Credit Constraints, Housing Finance and the Monetary Transmission to Consumption
- Author(s): Pan, Xuefeng
- Advisor(s): Chauvet, Marcelle
- et al.
This dissertation is intended to study the effect of housing wealth on consumption. It first builds a panel of micro home prices in U.S. and evidences a credit channel that finances consumption by home equity withdrawals. More importantly, the size of the credit channel is found to be much bigger than the one in the literature with aggregate home prices. Next, it shows that the credit channel is also working in China but is enabled by private credits from relatives and friends, not by bank credits as in U.S., though it is neutralized by precautionary savings due to uncertainties out of bad health and raising children under the one-child policy. Moreover, this dissertation shows in aggregate data that a fall in monetary policy rate reduces the prime mortgage spread over safe rate and induces banks to increase the supply of risky high-yield mortgages. This process heats the housing market and home equity withdrawals, suggesting a monetary transmission to consumption via the housing sector.
Data in this dissertation is from the Consumer Expenditure Survey 2001-2006, the Survey of Consumer Finance 2004 and 2007, the China Household Finance Survey 2013, and the St.

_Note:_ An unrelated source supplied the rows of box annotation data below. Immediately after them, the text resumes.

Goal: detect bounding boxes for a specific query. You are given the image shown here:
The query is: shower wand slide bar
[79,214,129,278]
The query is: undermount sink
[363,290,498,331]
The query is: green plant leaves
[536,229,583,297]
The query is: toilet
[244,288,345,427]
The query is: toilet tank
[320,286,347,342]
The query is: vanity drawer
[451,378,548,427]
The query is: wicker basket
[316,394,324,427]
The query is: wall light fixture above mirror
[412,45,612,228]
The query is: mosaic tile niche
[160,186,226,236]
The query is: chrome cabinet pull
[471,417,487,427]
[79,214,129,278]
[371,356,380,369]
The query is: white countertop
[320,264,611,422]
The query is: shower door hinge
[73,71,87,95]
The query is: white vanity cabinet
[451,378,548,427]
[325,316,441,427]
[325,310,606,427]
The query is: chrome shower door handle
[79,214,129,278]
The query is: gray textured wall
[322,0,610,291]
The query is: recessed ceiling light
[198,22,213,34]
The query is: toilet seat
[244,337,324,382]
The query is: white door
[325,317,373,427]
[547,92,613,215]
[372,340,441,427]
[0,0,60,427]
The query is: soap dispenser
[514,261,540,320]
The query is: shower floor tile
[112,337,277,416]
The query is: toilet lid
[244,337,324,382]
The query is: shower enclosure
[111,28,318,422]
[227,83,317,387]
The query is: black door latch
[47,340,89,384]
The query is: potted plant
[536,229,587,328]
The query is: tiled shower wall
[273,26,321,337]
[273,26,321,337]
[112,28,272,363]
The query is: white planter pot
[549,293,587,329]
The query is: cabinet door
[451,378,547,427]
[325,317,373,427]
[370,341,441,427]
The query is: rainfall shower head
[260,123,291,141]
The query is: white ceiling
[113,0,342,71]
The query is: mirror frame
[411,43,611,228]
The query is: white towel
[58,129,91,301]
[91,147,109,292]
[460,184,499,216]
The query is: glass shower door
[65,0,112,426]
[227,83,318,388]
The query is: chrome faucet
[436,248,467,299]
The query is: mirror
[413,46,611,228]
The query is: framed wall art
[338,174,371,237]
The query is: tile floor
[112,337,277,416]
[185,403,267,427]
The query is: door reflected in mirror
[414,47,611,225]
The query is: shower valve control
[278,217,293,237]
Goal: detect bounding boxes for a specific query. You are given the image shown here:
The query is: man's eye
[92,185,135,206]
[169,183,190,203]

Louis Fed FRED 1992-2006. Strategies are an estimated representative agent model with housing wealth and varying MPC that views an excess consumption response to housing wealth growths by constrained households as evidence of a credit channel, and a Sequential VAR that first captures the response of the prime mortgage spread to monetary shocks, then that of risky mortgages to changes in the spread, and finally the response of housing sector to developments in risky mortgages.
This dissertation adds to the literature by building and utilizing micro home prices that produce new results on the housing wealth effect, by showing that home equity withdrawals for consumption are independent of specific housing finance institutions, and by proving that monetary policy shocks also transmit to consumption through the housing sector, in addition to the balance-sheet channel often found.